For felonies that can carry a maximum sentence of 15 years or more, known as Class A, B, C and D felonies, children as young as 14 can be waived up to general sessions and tried as adults if a family court judge agrees to do so after an investigation and a hearing.

It’s not an automatic process. The court still weighs a number of factors — including the child’s maturity, the nature of the offense, the child’s criminal history and likelihood of rehabilitation, among others — to determine whether it’s appropriate for the child to stand trial as an adult.

The Juvenile Justice Reform Act could change that. In addition to raising the bar for trying children as adults in murder cases, it would raise to 16 years old the age at which they could be tried as an adult for major felonies.

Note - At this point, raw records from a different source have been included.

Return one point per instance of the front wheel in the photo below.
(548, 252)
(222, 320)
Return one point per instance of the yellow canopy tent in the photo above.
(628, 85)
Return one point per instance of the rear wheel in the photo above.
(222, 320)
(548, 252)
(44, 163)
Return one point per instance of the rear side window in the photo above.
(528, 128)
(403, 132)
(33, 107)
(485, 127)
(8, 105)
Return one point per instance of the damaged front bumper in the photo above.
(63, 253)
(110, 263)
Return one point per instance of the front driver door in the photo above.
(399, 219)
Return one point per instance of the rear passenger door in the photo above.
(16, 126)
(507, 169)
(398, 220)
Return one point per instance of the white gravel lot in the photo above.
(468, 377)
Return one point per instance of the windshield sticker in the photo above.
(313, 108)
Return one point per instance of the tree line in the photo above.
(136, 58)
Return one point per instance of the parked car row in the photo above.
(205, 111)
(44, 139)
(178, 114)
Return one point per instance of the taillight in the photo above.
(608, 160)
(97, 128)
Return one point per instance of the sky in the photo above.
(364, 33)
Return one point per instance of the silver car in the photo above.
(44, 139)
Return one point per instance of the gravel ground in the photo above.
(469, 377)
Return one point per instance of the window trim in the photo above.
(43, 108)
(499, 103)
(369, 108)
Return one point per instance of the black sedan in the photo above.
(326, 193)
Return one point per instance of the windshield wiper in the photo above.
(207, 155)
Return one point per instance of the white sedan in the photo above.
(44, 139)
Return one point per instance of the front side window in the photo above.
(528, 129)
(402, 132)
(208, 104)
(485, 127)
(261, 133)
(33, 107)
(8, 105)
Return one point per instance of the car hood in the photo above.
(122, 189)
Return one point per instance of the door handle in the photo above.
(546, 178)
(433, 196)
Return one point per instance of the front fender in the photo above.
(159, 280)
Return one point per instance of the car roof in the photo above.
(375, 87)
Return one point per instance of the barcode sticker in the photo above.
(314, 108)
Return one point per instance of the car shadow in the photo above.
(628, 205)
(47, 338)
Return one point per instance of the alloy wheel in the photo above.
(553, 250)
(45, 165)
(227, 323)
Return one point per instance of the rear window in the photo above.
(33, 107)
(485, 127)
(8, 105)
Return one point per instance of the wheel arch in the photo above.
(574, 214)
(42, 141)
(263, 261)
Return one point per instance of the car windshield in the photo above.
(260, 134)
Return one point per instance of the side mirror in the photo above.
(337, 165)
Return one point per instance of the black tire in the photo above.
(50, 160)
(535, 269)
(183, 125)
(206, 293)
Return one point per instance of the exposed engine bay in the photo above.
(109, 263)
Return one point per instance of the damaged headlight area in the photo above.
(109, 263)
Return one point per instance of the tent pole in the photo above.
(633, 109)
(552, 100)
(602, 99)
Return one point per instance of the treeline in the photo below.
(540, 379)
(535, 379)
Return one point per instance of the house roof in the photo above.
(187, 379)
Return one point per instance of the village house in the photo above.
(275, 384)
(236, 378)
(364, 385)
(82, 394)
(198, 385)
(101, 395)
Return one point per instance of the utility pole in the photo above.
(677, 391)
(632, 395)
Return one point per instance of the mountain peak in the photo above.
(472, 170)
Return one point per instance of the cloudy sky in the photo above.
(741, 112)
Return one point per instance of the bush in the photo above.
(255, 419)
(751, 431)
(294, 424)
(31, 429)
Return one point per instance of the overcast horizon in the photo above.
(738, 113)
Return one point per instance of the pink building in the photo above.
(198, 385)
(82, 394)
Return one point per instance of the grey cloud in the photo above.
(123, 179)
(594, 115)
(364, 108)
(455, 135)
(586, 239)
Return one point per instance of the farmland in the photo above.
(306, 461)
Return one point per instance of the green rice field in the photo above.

And for those 17 or younger who are convicted of murder in general sessions, it would allow a judge to sentence them to less than the mandatory minimum of 30 years. 

Solicitor Stone pointed out that keeping children charged with violent crimes within the juvenile system would mean they will inevitably get a lighter sentence if convicted, due to the the cutoff age of 22. Hypothetically, he said, a teen with prior shooting convictions who is convicted of murder would only serve a handful of years behind bars before being released.

“You’re talking about a very small sentence for a very serious crime,” Stone added. “If I’ve got a 15-year-old that has committed adult crime and committed adult-level harm, then I’m going to ask for that waiver process if that’s the right thing to do.”

Wasilczuk argued that the proposal would actually make South Carolina a safer state, citing the difficulty in rehabilitating children who are sent to prison at a young age.

“A lot of evidence shows that children who are prosecuted in the adult system for equal crimes are more likely to recidivate in the future,” the law professor said. “And so actually moving children into the adult system diminishes our public safety rather than making us safer.”

Beasley and the solicitor’s office anticipate they will go to court in December to argue whether the Tanglewood shooter be tried in juvenile court or general sessions.

“He’s a product of his environment and it’s just a sad situation,” Beasley said. “But there’s a chance of him being rehabilitated, and it doesn’t need to be with a bunch of adults in a jail. That just doesn’t make any sense.”